Outside canonical/: omnist/errors.py defines the exception hierarchy (OmnistError, DocumentError, SchemaError, ParseError, WriteError, UnsafeXMLWarning); omnist/__init__.py is the public package surface.

docs/ page map

  • README.md -- the docs index (this page is linked from it).
  • quickstart.md -- the shortest possible tour: one OML snippet, one schema, validate(), infer().
  • guide.md -- the practical, narrative tour of the whole library. Read this first if you're not in a hurry.
  • schema.md -- the Schema model and DSL on their own: record definitions, cardinality, the Python builder, the comparison/ inference operations.
  • example.md -- one order/address/line-item schema validated against a document in OML (and the other formats), plus a backward-compatibility check. The full worked example; quickstart.md is the short one.
  • api.md -- every public name importable from omnist, with signatures.
  • glossary.md -- one definition per term used across the docs and code, grouped by concept area.
  • testing.md -- the test suite layout, coverage tooling and target, the fuzzing approach, and what CI runs. The tests section below points here for depth.
  • layout.md -- this page.
  • formats/ -- one page per format, plus an overview: overview.md (how each format maps to the model), oml.md, json.md, yaml.md, toml.md, xml.md.
  • design/model.md (design/model.md) -- the formal Document and Schema model definitions; self-contained, no paper required.
  • paper/ -- the Lee & Cheung CIKM 2010 paper that inspired the model (background reading only, not required to use Omnist).

tests/ file map

Full test strategy (coverage target, fuzzing approach, CI) is in testing.md -- this is just a map of what lives where.

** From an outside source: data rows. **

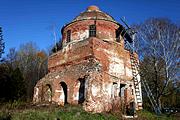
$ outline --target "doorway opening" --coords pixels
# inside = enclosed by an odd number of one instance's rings
[[[85,78],[79,78],[78,81],[80,82],[78,104],[82,104],[85,101]]]
[[[63,88],[64,92],[64,104],[67,104],[67,85],[65,82],[60,82],[61,87]]]
[[[125,86],[126,86],[126,84],[120,84],[119,97],[121,97],[121,99],[124,99],[124,90],[125,90]]]

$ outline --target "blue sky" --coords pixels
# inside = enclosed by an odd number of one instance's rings
[[[150,17],[167,17],[180,24],[180,0],[0,0],[0,26],[3,27],[5,54],[9,48],[35,42],[39,49],[54,44],[62,26],[90,5],[98,6],[120,22],[125,16],[131,25]]]

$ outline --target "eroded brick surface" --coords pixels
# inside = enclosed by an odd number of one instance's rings
[[[130,54],[124,49],[122,36],[116,42],[118,24],[107,17],[89,17],[63,28],[63,49],[49,57],[49,73],[36,84],[34,103],[82,104],[90,112],[120,109],[130,102],[137,108]],[[91,24],[96,24],[96,37],[89,37]]]

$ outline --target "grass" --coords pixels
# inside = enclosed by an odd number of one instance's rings
[[[157,116],[146,110],[137,113],[136,120],[175,120],[166,115]],[[33,106],[25,103],[4,104],[0,108],[0,120],[121,120],[120,115],[111,113],[88,113],[81,106]]]
[[[111,114],[92,114],[84,111],[80,106],[66,106],[56,112],[57,117],[62,120],[117,120]]]
[[[10,105],[7,105],[10,108]],[[19,107],[19,106],[18,106]],[[92,114],[81,106],[44,106],[32,108],[13,108],[0,110],[0,120],[117,120],[117,116],[107,113]]]
[[[175,117],[166,114],[156,115],[146,110],[139,111],[138,116],[142,120],[176,120]]]

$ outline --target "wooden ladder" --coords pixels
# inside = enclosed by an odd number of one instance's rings
[[[134,80],[134,87],[135,87],[135,94],[136,94],[136,100],[137,100],[137,106],[138,109],[142,109],[142,97],[140,95],[140,88],[139,88],[139,83],[141,82],[146,93],[147,96],[152,104],[152,107],[155,111],[156,114],[161,114],[161,110],[149,88],[149,85],[147,83],[146,80],[140,80],[138,81],[138,75],[140,75],[140,69],[139,69],[139,63],[136,59],[136,57],[134,56],[134,53],[130,51],[130,60],[131,60],[131,67],[132,67],[132,74],[133,74],[133,80]]]
[[[141,95],[141,91],[140,91],[141,89],[140,89],[140,85],[139,85],[140,80],[138,81],[138,75],[139,75],[138,61],[135,58],[133,52],[130,52],[130,61],[131,61],[131,67],[132,67],[132,74],[133,74],[133,82],[134,82],[137,107],[139,110],[139,109],[142,109],[142,95]]]

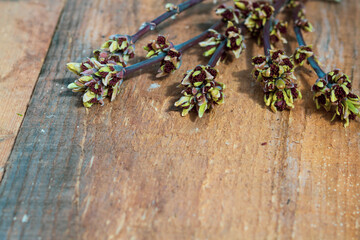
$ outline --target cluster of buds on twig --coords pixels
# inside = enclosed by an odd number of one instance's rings
[[[339,69],[327,73],[324,78],[318,78],[312,86],[316,108],[323,107],[330,111],[331,107],[335,107],[332,120],[339,116],[345,120],[344,126],[349,126],[349,120],[360,116],[360,97],[351,88],[351,80]]]
[[[290,7],[294,7],[293,16],[296,38],[299,45],[305,45],[301,30],[311,31],[312,26],[305,19],[303,3],[300,1],[292,1],[291,3],[292,6]],[[311,55],[311,52],[311,47],[300,47],[296,55],[298,56],[298,61]],[[345,121],[344,127],[349,126],[350,120],[360,116],[360,97],[352,92],[351,80],[339,69],[325,73],[314,56],[308,57],[308,63],[318,75],[318,79],[311,88],[316,108],[320,109],[323,107],[326,111],[335,108],[332,121],[338,116],[341,120]]]
[[[84,92],[83,105],[91,107],[104,99],[115,100],[123,82],[124,67],[135,56],[135,46],[128,35],[112,35],[95,50],[94,56],[82,63],[68,63],[67,68],[79,76],[68,85],[73,92]]]
[[[156,77],[164,77],[175,70],[179,69],[181,66],[181,52],[177,51],[175,48],[171,48],[166,52],[166,56],[161,61],[161,66],[158,70]]]
[[[129,35],[112,35],[108,41],[101,45],[101,49],[122,56],[125,62],[135,56],[135,45]]]
[[[297,13],[297,18],[295,20],[295,25],[300,27],[305,32],[313,32],[313,25],[309,22],[309,20],[305,16],[305,9],[301,8]]]
[[[253,77],[263,87],[266,106],[274,112],[294,108],[294,101],[302,97],[294,75],[299,65],[294,63],[296,56],[300,59],[299,51],[288,57],[282,50],[270,50],[270,56],[260,55],[252,60]]]
[[[154,57],[162,52],[167,52],[170,48],[174,47],[174,44],[168,40],[167,37],[159,35],[156,40],[152,40],[148,43],[144,49],[148,52],[146,57]]]
[[[79,76],[68,88],[74,92],[84,92],[82,100],[85,107],[95,103],[103,105],[106,97],[113,101],[120,91],[124,69],[122,65],[102,64],[90,58],[83,63],[68,63],[67,67]]]
[[[215,68],[204,65],[198,65],[185,74],[180,85],[184,88],[183,96],[175,103],[176,107],[183,109],[182,116],[195,109],[201,118],[206,110],[224,103],[225,85],[215,81],[217,75]]]
[[[174,44],[170,42],[167,37],[159,35],[156,40],[148,43],[144,49],[148,52],[146,57],[151,58],[158,56],[160,53],[166,53],[162,59],[158,74],[156,77],[164,77],[181,66],[181,52],[174,48]]]
[[[272,30],[270,32],[270,42],[275,45],[278,42],[287,43],[283,35],[287,33],[288,23],[284,21],[272,22]]]
[[[303,66],[309,57],[314,57],[312,46],[300,46],[296,48],[293,54],[293,60],[296,66]]]
[[[209,37],[205,41],[199,43],[200,47],[204,47],[206,49],[203,54],[205,57],[213,55],[217,47],[225,39],[224,35],[212,29],[210,29],[208,36]]]
[[[241,35],[241,30],[234,26],[232,22],[228,22],[225,36],[227,39],[226,49],[232,51],[235,57],[239,58],[245,49],[244,37]]]
[[[227,40],[226,50],[232,51],[235,57],[239,58],[240,54],[245,49],[244,37],[241,34],[241,30],[230,21],[227,23],[225,35],[212,30],[209,34],[209,37],[205,41],[199,43],[201,47],[206,48],[204,56],[207,57],[214,54],[220,43],[225,39]],[[224,56],[222,56],[222,59],[225,57],[226,52],[224,53]]]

  • test_canonical.py -- the core suite for the Document/Schema model: Doc, the record/Ref schema, the DSL, validation, the schema operations (compatible_with/equivalent/infer), and the format codecs.
  • test_oml.py -- OML round-tripping: every scalar kind, escaping, raw/multiline strings, separators, reserved words, numeric and nesting edge cases, and schema-directed reads.
  • test_docs.py -- executes the key snippets shown in the docs (README.md, docs/guide.md, docs/schema.md, docs/quickstart.md, etc.) as assertions, so a docs change that breaks the described behavior fails CI instead of rotting silently.
  • test_examples.py -- runs every examples/*.py file as a subprocess and asserts a clean exit, since examples are documentation too.
  • test_fuzz.py -- property-based fuzzing (Hypothesis) of the Document model, codecs, and the DSL parser.

See also testing.md for coverage measurement, the fuzzing methodology, and what CI runs on every push and PR.

Other top-level files

  • mkdocs.yml + .github/workflows/docs.yml -- build this docs/ tree into a browsable site (mkdocs-material) and deploy it to GitHub Pages on every push to master that touches docs/, mkdocs.yml, or README.md. Isolated from the package: its dependencies aren't part of any pyproject.toml extra, so installing omnist never pulls in documentation-site tooling.